Microfinance Information Exchange, aka MIX, is an organization that helps make microfinance possible by hunting down and disseminating reliable, trustworthy financial information to the key players in that world. In other words, data is its mission.
Microfinance institutions, funders, networks, and service providers depend on a source of transparent data on which they can make decisions. MIX is that source, but for some time they scraped data in a way that was less than efficient. And they knew it.
So MIX wondered: Which websites had the best data for the performance information they needed to provide? And how could MIX scrape those sites in a fast, effective manner that would make their information more exhaustive and responsive?
MIX’s Scott Gaul came to the DataDive in NYC in October 2011 because MIX didn’t have the resources to nail down a better way to scrape data from the wide range of sources of African microfinance data.
In a 24-hour blitz, a team of data rock stars, led by Max Shron, automated the grabbing of data from a slew of African websites found across the continent, from Kenya to Rwanda to Mozambique. The team built a scraper for each tool, automated collection using the WikiScraper tool, and, of course, did all this with open-source code so others could benefit, too.

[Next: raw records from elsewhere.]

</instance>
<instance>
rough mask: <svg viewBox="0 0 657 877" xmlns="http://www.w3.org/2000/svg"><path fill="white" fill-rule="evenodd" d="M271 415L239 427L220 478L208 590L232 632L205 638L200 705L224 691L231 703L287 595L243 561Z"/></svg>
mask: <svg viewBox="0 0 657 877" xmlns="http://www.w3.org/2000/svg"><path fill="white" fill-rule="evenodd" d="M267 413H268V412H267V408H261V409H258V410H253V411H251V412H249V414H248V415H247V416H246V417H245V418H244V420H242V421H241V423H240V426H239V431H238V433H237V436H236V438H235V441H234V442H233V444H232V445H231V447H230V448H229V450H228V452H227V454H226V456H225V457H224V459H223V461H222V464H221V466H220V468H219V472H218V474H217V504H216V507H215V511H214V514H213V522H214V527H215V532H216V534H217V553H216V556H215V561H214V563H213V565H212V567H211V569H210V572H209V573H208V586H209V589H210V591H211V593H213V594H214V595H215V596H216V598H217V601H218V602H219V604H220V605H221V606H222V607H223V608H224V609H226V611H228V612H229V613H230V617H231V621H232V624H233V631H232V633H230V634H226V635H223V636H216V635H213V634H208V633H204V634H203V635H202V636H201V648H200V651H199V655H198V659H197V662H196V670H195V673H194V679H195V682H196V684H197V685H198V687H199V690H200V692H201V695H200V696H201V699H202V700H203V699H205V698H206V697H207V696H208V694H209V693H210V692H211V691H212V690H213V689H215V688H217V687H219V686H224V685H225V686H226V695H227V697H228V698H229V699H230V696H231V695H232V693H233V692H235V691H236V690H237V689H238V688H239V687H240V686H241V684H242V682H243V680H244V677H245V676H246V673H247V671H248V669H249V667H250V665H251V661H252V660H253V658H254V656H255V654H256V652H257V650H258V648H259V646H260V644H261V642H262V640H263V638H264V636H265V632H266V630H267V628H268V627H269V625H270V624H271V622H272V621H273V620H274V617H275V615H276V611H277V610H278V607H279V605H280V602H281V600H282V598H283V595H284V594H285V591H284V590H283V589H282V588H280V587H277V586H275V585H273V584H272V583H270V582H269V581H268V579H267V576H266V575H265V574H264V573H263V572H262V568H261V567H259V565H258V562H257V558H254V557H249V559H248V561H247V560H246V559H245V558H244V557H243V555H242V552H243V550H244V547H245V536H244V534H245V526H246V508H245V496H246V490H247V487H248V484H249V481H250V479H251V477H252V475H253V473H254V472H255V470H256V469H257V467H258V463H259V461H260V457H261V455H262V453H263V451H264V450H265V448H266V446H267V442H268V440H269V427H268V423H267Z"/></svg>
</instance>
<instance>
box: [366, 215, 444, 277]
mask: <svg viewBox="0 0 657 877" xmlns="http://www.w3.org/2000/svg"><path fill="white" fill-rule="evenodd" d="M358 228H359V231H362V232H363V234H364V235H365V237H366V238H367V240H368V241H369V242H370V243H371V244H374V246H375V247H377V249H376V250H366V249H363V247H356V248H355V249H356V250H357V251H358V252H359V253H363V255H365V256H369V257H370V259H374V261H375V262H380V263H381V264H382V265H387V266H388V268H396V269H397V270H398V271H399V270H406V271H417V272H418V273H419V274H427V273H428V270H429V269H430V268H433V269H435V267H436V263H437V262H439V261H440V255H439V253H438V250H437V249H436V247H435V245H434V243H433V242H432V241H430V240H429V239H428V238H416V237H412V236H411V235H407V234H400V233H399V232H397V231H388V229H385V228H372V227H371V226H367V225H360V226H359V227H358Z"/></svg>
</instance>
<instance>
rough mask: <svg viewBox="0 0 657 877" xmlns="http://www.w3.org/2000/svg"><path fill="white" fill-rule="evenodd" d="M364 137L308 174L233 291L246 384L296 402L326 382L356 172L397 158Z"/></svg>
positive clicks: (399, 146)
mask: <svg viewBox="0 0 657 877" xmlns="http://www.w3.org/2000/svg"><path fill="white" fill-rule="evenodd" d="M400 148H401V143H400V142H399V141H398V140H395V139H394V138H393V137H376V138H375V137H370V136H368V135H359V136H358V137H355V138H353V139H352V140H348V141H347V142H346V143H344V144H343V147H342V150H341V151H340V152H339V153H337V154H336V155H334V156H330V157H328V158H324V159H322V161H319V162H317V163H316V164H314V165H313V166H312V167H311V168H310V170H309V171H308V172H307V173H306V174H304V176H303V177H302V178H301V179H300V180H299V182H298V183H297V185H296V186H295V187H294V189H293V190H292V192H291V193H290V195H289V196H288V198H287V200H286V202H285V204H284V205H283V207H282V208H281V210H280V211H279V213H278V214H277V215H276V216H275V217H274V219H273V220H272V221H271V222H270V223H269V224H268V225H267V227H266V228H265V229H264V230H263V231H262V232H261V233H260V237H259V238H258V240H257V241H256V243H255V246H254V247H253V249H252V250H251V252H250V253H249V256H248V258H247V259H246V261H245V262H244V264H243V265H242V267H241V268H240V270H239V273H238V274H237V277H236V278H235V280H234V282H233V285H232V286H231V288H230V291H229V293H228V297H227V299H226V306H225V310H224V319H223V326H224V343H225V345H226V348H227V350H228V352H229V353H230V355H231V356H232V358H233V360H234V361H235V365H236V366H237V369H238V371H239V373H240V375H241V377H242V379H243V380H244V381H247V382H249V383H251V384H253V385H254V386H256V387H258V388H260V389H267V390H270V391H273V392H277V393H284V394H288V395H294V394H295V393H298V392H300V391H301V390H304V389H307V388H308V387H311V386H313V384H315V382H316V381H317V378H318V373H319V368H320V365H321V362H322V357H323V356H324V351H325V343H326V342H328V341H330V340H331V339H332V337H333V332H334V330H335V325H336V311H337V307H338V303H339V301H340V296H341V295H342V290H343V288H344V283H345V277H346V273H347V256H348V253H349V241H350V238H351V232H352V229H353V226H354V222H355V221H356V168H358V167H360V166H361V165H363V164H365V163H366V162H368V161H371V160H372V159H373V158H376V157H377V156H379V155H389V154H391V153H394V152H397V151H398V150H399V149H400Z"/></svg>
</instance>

Scott Gaul was mightily impressed: "Our Africa team spent the past nine months finding and scrubbing these datasets to get them into a standardized format. In less than a day, a small team of developers at the Datadive was able to knock off a big portion of the same work, as well as some that we couldn’t tackle at all by hand."
MIX’s knowledge base has improved drastically. They’re now in a position to move forward on their Africa project at a speed that simply wasn’t possible before.